Graphs of Linear Equations and Area of the Triangle
Video Explanation
Question
Draw the graphs of the following equations and find the vertices of the triangle so obtained. Also find the area of the triangle:
\[ 2x – 3y + 6 = 0 \]
\[ 2x + 3y – 18 = 0 \]
\[ y – 2 = 0 \]
Solution
Step 1: Write the Equations in Convenient Form
Equation (1):
\[ 2x – 3y + 6 = 0 \Rightarrow y = \frac{2}{3}x + 2 \]
Equation (2):
\[ 2x + 3y – 18 = 0 \Rightarrow y = 6 – \frac{2}{3}x \]
Equation (3):
\[ y – 2 = 0 \Rightarrow y = 2 \]
Step 2: Prepare Tables of Values
For Equation (1): \(y = \frac{2}{3}x + 2\)
| x | y |
|---|---|
| 0 | 2 |
| 3 | 4 |
For Equation (2): \(y = 6 – \frac{2}{3}x\)
| x | y |
|---|---|
| 0 | 6 |
| 3 | 4 |
For Equation (3): \(y = 2\)
| x | y |
|---|---|
| 0 | 2 |
| 6 | 2 |
Step 3: Graphical Representation
Plot the above points on the same Cartesian plane and join them to obtain the three straight lines.
The three lines intersect to form a triangle.
Step 4: Vertices of the Triangle
The vertices of the triangle are:
- Intersection of \(y = 2\) and \(y = \frac{2}{3}x + 2\): (0, 2)
- Intersection of \(y = 2\) and \(y = 6 – \frac{2}{3}x\): (6, 2)
- Intersection of \(y = \frac{2}{3}x + 2\) and \(y = 6 – \frac{2}{3}x\): (3, 4)
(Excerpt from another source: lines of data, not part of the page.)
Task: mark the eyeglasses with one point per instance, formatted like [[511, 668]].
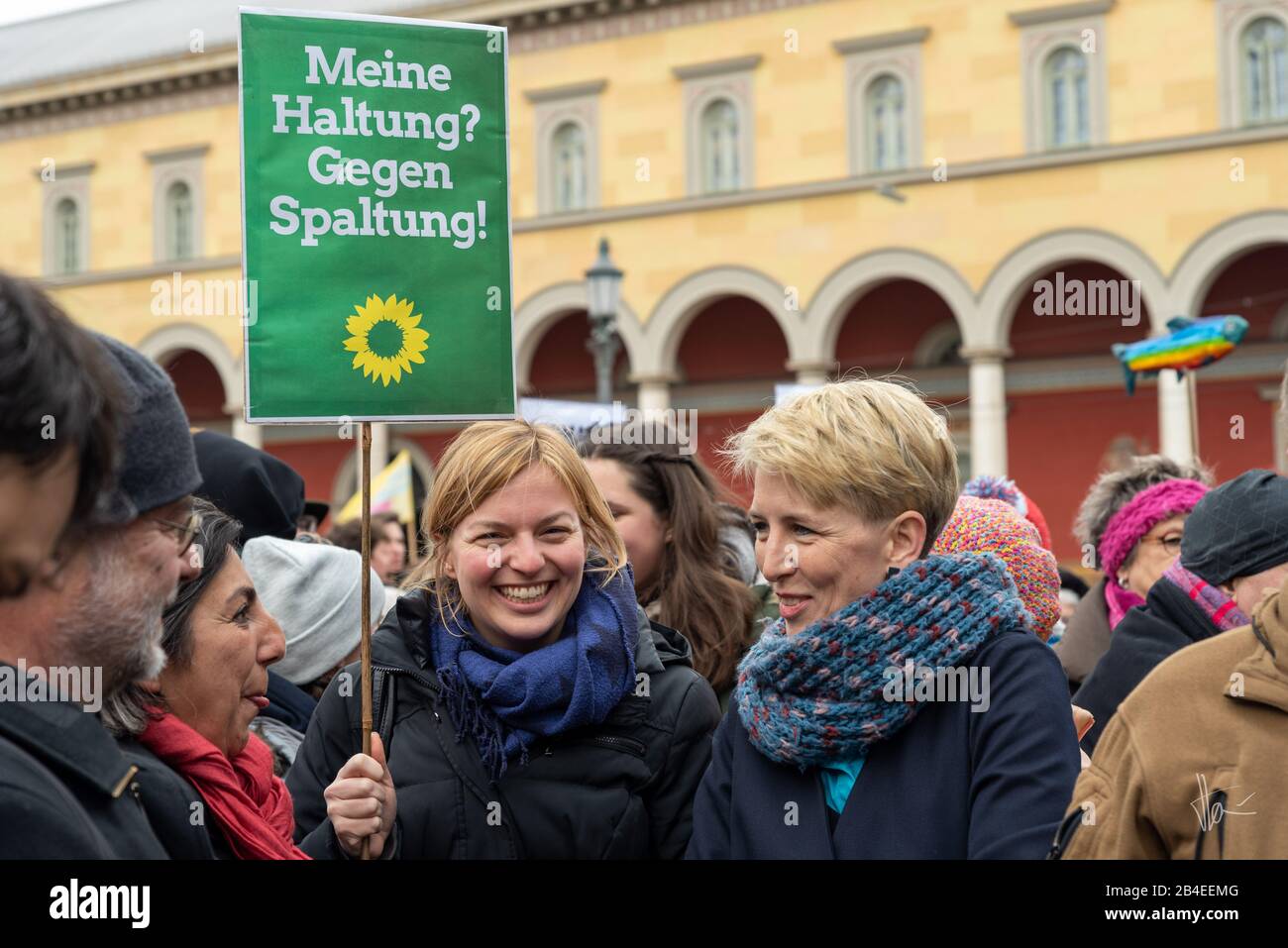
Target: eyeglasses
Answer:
[[1171, 544], [184, 532]]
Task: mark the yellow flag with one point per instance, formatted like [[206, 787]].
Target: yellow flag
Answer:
[[390, 489]]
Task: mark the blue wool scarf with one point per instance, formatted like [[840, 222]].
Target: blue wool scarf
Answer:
[[816, 697], [506, 699]]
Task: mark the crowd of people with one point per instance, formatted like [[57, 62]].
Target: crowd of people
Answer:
[[600, 655]]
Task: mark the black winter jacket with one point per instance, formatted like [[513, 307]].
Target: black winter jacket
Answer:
[[1167, 622], [619, 790], [65, 790]]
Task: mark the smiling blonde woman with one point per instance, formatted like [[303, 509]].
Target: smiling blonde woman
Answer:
[[528, 707], [840, 741]]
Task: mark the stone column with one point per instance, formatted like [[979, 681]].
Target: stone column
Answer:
[[987, 410]]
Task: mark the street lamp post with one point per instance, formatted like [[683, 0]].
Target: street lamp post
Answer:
[[604, 292]]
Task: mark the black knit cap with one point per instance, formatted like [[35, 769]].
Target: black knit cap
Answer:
[[265, 492], [156, 463], [1240, 528]]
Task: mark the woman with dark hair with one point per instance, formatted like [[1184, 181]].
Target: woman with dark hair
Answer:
[[193, 720], [686, 549], [1132, 524]]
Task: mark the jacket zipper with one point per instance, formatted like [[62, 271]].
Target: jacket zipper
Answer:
[[1219, 796], [416, 677], [1064, 836], [618, 743]]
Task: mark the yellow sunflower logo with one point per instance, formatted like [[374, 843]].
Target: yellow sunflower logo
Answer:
[[385, 338]]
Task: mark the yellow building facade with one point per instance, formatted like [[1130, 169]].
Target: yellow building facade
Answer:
[[1168, 174]]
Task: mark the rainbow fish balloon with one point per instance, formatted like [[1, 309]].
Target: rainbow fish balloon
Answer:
[[1192, 344]]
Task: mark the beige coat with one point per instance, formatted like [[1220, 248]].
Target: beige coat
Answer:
[[1197, 753]]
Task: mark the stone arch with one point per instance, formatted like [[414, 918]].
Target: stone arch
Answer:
[[1013, 277], [545, 308], [346, 480], [1205, 261], [684, 300], [179, 337], [832, 301]]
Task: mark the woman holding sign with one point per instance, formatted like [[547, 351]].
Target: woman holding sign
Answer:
[[526, 704]]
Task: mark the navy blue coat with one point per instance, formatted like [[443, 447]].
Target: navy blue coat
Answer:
[[953, 784]]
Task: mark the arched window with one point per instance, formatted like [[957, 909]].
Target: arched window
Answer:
[[939, 347], [884, 123], [568, 162], [179, 244], [720, 165], [1263, 58], [67, 237], [1068, 106]]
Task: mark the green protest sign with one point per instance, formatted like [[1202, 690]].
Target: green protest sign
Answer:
[[375, 219]]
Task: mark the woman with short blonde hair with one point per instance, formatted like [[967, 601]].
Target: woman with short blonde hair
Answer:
[[527, 706], [901, 707]]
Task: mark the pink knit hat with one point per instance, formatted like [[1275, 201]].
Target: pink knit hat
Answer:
[[1129, 524], [993, 526]]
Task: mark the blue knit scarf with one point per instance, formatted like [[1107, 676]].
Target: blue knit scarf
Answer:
[[816, 697], [506, 699]]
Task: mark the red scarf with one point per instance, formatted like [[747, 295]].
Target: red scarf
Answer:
[[249, 801]]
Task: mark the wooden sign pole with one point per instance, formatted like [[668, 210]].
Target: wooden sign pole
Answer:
[[366, 603]]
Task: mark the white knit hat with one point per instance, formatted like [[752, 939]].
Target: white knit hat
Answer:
[[312, 590]]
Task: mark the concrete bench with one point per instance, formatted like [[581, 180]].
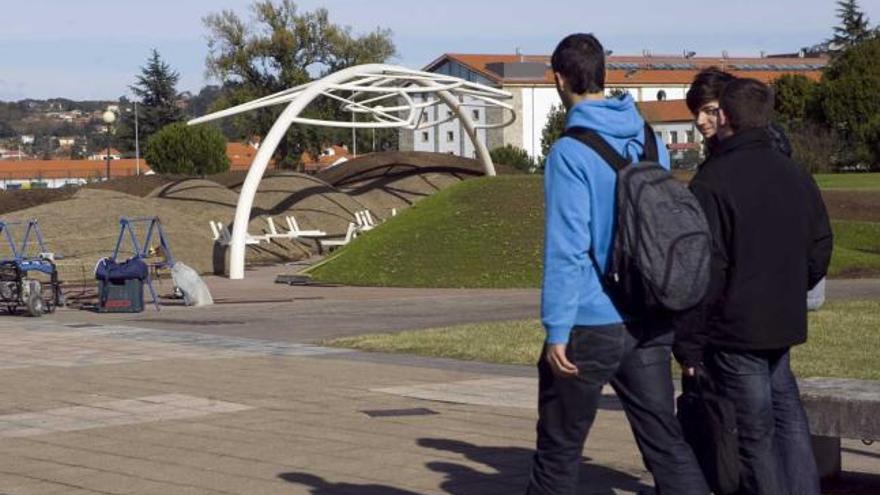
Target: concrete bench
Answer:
[[839, 408]]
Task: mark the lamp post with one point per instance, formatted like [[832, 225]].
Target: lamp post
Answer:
[[109, 117]]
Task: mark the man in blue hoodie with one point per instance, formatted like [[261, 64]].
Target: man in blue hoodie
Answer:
[[588, 342]]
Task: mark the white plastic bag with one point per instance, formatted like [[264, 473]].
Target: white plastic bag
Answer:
[[195, 292], [816, 296]]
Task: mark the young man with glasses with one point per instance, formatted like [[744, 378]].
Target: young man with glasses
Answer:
[[772, 242]]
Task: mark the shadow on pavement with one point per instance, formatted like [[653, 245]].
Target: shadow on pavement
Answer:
[[320, 486], [509, 472], [852, 484], [512, 465]]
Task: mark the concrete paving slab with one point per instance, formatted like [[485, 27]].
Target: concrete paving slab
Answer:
[[281, 420]]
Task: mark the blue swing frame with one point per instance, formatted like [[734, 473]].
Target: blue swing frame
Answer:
[[141, 250]]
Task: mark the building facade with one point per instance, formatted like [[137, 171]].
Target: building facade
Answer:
[[657, 83]]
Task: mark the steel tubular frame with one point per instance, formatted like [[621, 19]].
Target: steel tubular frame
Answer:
[[362, 87]]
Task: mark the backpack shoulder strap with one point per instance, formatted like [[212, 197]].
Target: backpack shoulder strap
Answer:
[[594, 141], [650, 145]]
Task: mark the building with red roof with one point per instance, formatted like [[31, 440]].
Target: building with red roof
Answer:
[[658, 83]]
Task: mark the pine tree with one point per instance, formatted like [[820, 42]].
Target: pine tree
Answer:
[[553, 128], [156, 87], [853, 28]]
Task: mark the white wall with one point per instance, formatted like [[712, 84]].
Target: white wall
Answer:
[[681, 128], [537, 103], [649, 93], [438, 136]]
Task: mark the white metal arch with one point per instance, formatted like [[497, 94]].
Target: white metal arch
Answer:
[[362, 89]]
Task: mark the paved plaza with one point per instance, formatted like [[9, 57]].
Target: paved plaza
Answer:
[[165, 403]]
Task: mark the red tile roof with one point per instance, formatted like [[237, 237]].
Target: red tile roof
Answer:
[[62, 169], [665, 111], [240, 155], [645, 74]]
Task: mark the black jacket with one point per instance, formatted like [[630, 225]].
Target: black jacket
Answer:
[[771, 243]]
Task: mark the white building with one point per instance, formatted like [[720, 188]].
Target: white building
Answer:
[[657, 83]]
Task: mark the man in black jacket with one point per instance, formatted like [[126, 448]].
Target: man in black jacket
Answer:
[[772, 242]]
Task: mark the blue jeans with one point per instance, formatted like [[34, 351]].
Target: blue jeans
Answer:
[[639, 370], [775, 451]]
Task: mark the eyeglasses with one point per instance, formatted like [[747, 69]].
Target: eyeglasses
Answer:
[[711, 111]]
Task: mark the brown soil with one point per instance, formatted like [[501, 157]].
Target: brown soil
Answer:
[[136, 185], [14, 200], [82, 224], [853, 205]]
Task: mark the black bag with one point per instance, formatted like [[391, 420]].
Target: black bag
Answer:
[[121, 285], [130, 269], [708, 421], [661, 249]]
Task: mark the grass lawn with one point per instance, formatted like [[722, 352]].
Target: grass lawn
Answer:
[[485, 232], [844, 338], [856, 249], [849, 181], [488, 233]]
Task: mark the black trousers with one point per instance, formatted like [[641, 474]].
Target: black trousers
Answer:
[[638, 367]]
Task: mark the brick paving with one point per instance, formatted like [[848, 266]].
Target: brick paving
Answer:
[[137, 405]]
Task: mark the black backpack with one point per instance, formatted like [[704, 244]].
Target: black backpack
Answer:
[[661, 247]]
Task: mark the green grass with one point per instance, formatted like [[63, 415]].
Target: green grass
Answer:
[[843, 342], [485, 232], [488, 233], [864, 182], [856, 249]]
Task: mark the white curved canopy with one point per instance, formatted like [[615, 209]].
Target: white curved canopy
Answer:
[[383, 96]]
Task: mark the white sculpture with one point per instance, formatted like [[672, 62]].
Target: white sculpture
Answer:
[[381, 92]]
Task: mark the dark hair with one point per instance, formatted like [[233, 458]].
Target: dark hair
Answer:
[[707, 86], [580, 59], [747, 103]]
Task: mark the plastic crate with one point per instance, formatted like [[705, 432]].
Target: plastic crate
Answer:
[[124, 296]]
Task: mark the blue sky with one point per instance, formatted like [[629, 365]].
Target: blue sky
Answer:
[[92, 49]]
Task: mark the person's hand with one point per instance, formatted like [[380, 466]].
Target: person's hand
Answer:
[[559, 363]]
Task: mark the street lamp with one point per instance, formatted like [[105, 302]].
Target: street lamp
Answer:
[[109, 117]]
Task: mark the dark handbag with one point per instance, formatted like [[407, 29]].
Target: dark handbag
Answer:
[[708, 421]]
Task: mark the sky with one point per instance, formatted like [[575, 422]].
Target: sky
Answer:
[[93, 49]]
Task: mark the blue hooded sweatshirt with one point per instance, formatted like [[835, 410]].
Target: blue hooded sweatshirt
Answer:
[[579, 190]]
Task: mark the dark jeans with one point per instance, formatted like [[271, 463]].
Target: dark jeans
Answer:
[[775, 450], [639, 370]]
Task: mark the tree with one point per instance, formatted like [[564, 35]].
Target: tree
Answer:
[[513, 156], [795, 97], [156, 88], [849, 101], [281, 48], [813, 145], [554, 128], [853, 28], [191, 150]]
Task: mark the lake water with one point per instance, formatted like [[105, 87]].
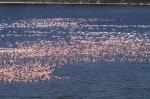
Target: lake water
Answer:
[[74, 52]]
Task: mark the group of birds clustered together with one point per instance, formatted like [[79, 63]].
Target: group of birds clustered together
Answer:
[[34, 61]]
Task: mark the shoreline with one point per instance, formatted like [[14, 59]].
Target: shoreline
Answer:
[[59, 3]]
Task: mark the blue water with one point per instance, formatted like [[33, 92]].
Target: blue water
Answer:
[[87, 80]]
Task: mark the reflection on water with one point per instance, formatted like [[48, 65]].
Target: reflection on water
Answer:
[[74, 52], [33, 48]]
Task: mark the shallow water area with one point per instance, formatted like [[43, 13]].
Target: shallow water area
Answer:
[[86, 52]]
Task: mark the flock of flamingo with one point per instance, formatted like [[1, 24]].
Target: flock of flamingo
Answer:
[[33, 61]]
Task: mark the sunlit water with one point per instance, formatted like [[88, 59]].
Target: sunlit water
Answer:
[[74, 52]]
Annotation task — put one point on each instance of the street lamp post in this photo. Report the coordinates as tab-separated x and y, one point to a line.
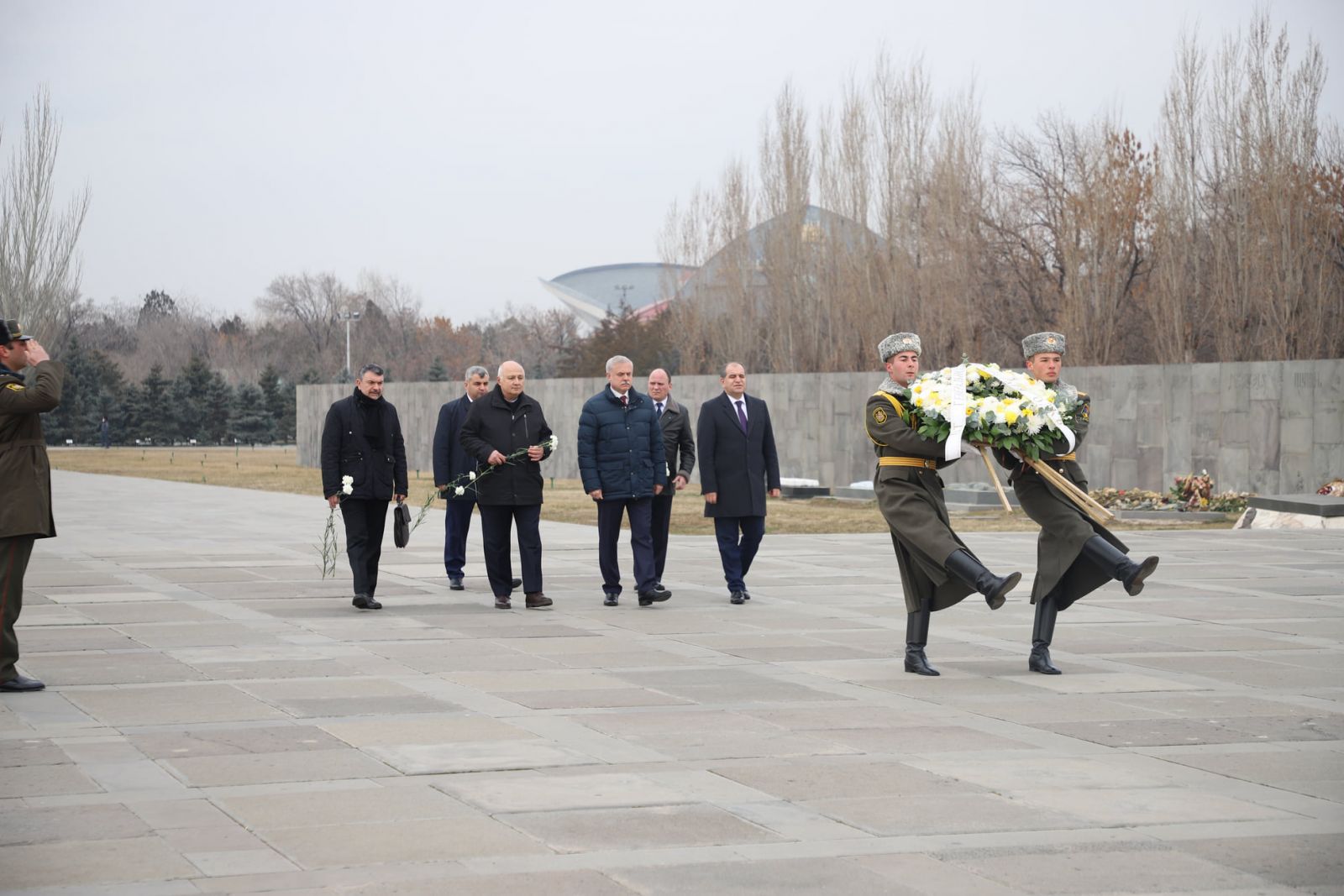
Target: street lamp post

Step 5: Area of the Triangle
Base of the triangle = distance between (0, 2) and (6, 2) = 6 units
Height of the triangle = vertical distance between y = 2 and y = 4 = 2 units
\[ \text{Area} = \frac{1}{2} \times 6 \times 2 = 6 \]
Answer
Vertices of the triangle are:
- (0, 2)
- (6, 2)
- (3, 4)
Area of the triangle = 6 square units.
Conclusion
By drawing the graphs of the given equations, the required triangle is obtained and its area is 6 square units.